Why aren’t these traditional methods applicable in every situation? Some methods are expensive: paying $50 to perform a wire transfer hardly provides value for money for a low-volume payout amounting to a lower sum. Checks and ACH payments cannot always be used internationally. Push-to-Card payments are sent to an individual’s bank account, whereas the recipient may want to receive their payout elsewhere.
A significant chunk of the economy relies on regular, low-volume transactions, and these require a payouts mechanism that is more flexible than the default.
Digital value is becoming a more mainstream way for businesses to issue high-velocity, low-volume payouts to consumers and employees. It can be transferred without the complex infrastructure, integration protocols, and compliance requirements that characterize traditional payouts. In many cases, transferring digital value requires only an email address—no interaction with banks, and no disproportionate costs.
For digital value and the transfer of it to complete its transition into everyday usage, businesses must adopt a new payments infrastructure capable of storing and utilizing digital value instantly, affordably, and across borders.
How and Why Digital Value Is Becoming the Norm
The concept of digital value has evolved to include any currency, electronic store of value, or medium of exchange that is managed, stored, or transacted on digital computer systems. Different types include cryptocurrencies, central bank digital currencies, and virtual and branded currencies. Digital value has risen in popularity over the past decade with the growth of cryptocurrencies, which have complemented older forms of prepaid assets whose popularity also continues to increase.
Due to the growing adoption of various categories of digital value, more people are seeking to receive payouts in digital forms. This is especially applicable for the likely recipients of high-velocity, low-volume payouts, including gig workers (Uber, DoorDash, and countless others), content creators, and a wide variety of consumers.
To make this a reality, businesses must deploy a suitable payment rail comparable to that of the fiat currency system. The absence of such an alternative is a significant pain point.

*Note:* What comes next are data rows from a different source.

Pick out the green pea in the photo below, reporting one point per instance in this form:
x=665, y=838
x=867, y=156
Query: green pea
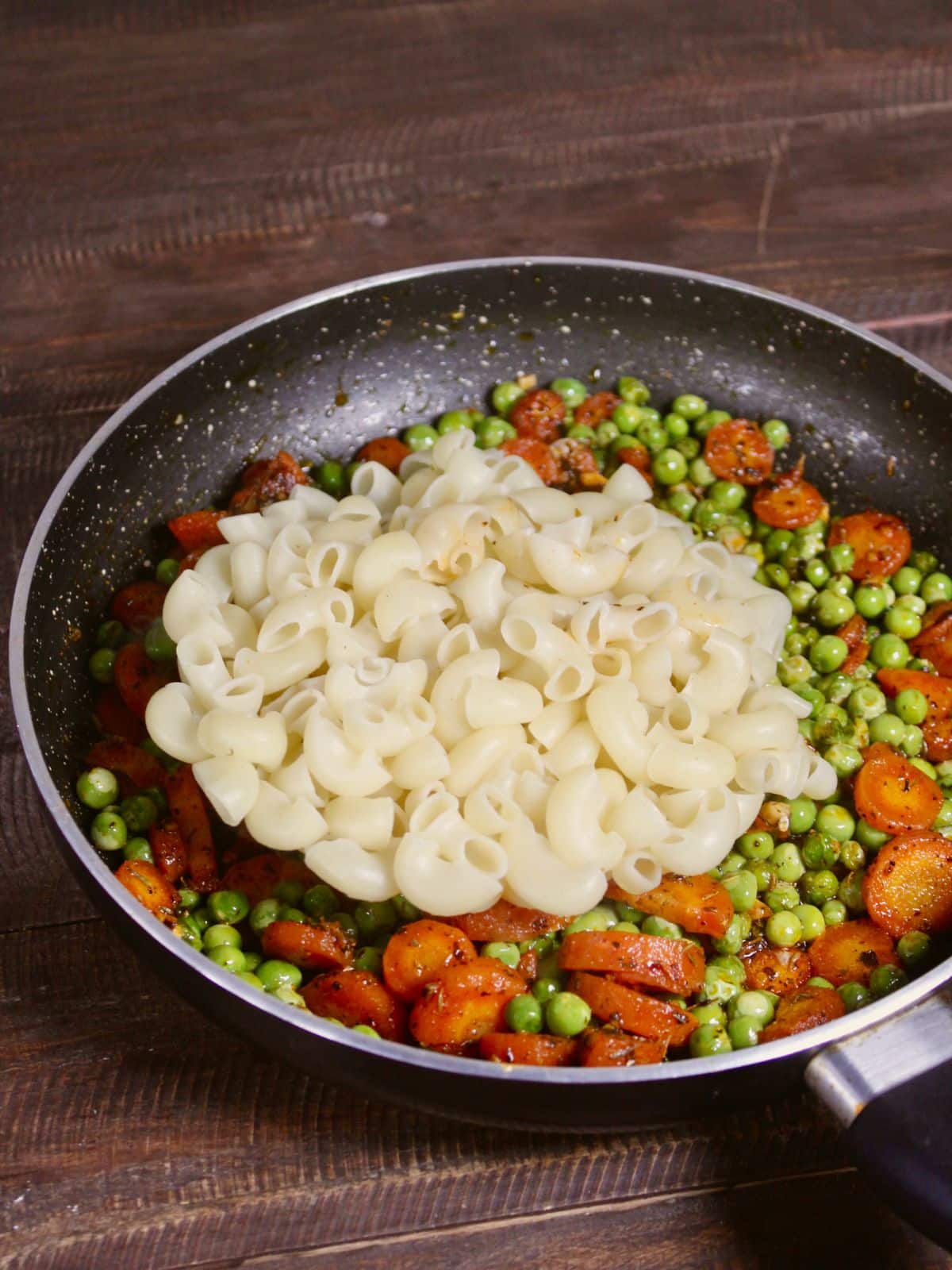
x=818, y=886
x=420, y=436
x=566, y=1014
x=108, y=831
x=803, y=814
x=571, y=391
x=854, y=996
x=936, y=588
x=677, y=427
x=755, y=845
x=889, y=652
x=276, y=975
x=776, y=432
x=914, y=950
x=505, y=952
x=111, y=634
x=662, y=926
x=97, y=787
x=330, y=478
x=101, y=664
x=228, y=906
x=139, y=849
x=524, y=1014
x=370, y=959
x=503, y=398
x=708, y=1039
x=262, y=916
x=810, y=921
x=837, y=822
x=228, y=956
x=844, y=760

Gig workers are not the only example of a category underserved by current payouts methods, but they are a highly pertinent one. Many now expect same-day payouts, but attempted solutions such as Visa Direct were never widely used because businesses faced excessive infrastructure costs and gig workers themselves had to foot the bill for transaction costs, which many simply refused to do.
The challenge facing these underserved individuals opens the door to a truly game-changing shift in the future of digital payment networks—specifically, a payment rail that enables users to transfer and extract the digital value of their purchases freely and instantly.

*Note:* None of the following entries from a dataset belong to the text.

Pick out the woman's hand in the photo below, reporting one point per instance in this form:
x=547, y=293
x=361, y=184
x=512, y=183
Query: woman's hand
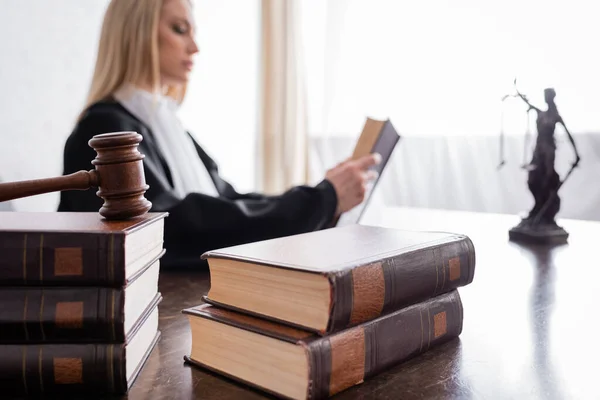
x=350, y=179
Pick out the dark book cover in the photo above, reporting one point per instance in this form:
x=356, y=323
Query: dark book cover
x=371, y=270
x=347, y=358
x=73, y=248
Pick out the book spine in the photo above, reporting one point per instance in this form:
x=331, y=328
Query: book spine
x=349, y=357
x=32, y=370
x=62, y=258
x=68, y=314
x=368, y=291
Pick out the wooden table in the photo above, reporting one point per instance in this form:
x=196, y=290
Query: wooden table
x=531, y=316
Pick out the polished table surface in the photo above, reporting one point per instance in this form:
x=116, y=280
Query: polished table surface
x=531, y=317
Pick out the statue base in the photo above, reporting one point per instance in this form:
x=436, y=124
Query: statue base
x=543, y=233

In such a case, a gig driver could receive and store a digital payout in an online digital wallet and redeem it in the form of their choosing—say, as instant credit for groceries, household items, or fuel. Such a flexible payment system would eliminate the need to withdraw funds from a bank account or pay prohibitive transaction fees, saving both time and money.
Creating a modernized payouts infrastructure is essential if digital value is to realize its full potential as both a means of storing value and a medium of exchange.
Trailblazing Toward New Payouts Infrastructures
Legacy payout systems will remain standard within the industry—it should not be forgotten that they serve the needs of their users in most cases, most of the time. Managing payroll or conducting large B2B payments do not require a fundamentally revamped infrastructure.
However, the traditional systems must be complemented by new and improved digital payment models that serve the needs of particular sectors of the economy, or specific categories of recipient, whose requirements are largely unmet by the major traditional payout solutions.
And with the exchange of digitally earned value gaining more traction throughout the economy, the need for businesses and independent merchants to handle their payouts in the manner most convenient to recipients is only set to increase.
A versatile digital value infrastructure can provide this sizable industry with a win-win solution for individuals and companies alike to store and spend digital value from B2B, B2C, C2B, and C2C payouts and micro-payments, anytime, anywhere. If properly leveraged, the digital value network could very well pioneer an entirely new way of handling transactions.